Are Global Fish Stocks Recovering?


are global fish stocks recovering

If you are an environmentally concerned fisherman like me, you are probably wondering about the state of our oceans and their fish stocks. I have often wondered if global fish stocks are actually recovering or declining.

Global fish stocks are in fact recovering. New research concludes that roughly 50% of the world’s oceans’ fish stocks are recovering, or already have recovered, and are now at proposed target rates. And it is all thanks to highly effective fisheries management methods.

It’s a truly marvelous development that is taking place in fisheries all around the globe. Continue reading to find out more about sustainable fishing methods and how they, one day, could restore all of the world’s fish stocks.

Sustainable Fishing Helps to Recover Fish Stocks

The research report, published by the PNAS (Proceedings of the National Academy of Sciences of the United States of America), shows that efforts of sustainable fishing can yield awesome results and explains, in detail, just how powerful this fishing method can be.

If maximum catch quotas are kept, fish stocks seem to be able to recover fairly quickly and their numbers can virtually explode after only a couple of years. If you let them, fish will recover and be plentiful.
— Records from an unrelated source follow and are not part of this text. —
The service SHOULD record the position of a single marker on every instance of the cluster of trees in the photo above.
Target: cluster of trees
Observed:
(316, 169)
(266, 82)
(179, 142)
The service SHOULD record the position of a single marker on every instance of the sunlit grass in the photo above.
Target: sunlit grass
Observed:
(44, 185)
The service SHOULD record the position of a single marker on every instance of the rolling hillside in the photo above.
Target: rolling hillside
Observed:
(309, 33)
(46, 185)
In the recent past, there have been many reports on ever increasing levels of overfishing and decreasing fish stocks all over the world. At the same time, many large scale fisheries management efforts have been put into place, in order to counteract this development. It is evident that more positive light should be shed on this fishing method, as it could help to spread it to new fisheries and regions.

What’s especially positive is the fact that this shows how well scientists and fishermen can work together in order to bring about a sustainable fishing industry. It’s a highly beneficial cooperation that ensures future prosperity for the commercial fishing industry, fishing tourism, as well environmental protection.


Related: If you want to read more about how well researchers and fishermen can work together, you should definitely check out this article as well: Are There Bluefin Tuna in The North Sea?


If there is political and economic will, modern fisheries management efforts could restore many more fisheries and fish stocks. It is a proven and successful method, and hence, the question of its effectiveness is rather unnecessary to ask. Instead, sole focus should be put on implementing it, as soon as possible.

Of course, it will take time, and many other factors (such as climate change) play an important role as well. But if we do not start to act and change things now, it might soon be too late to turn the tide! Science gives us all the answers, we know what to do and how it must be done. So, let’s do it!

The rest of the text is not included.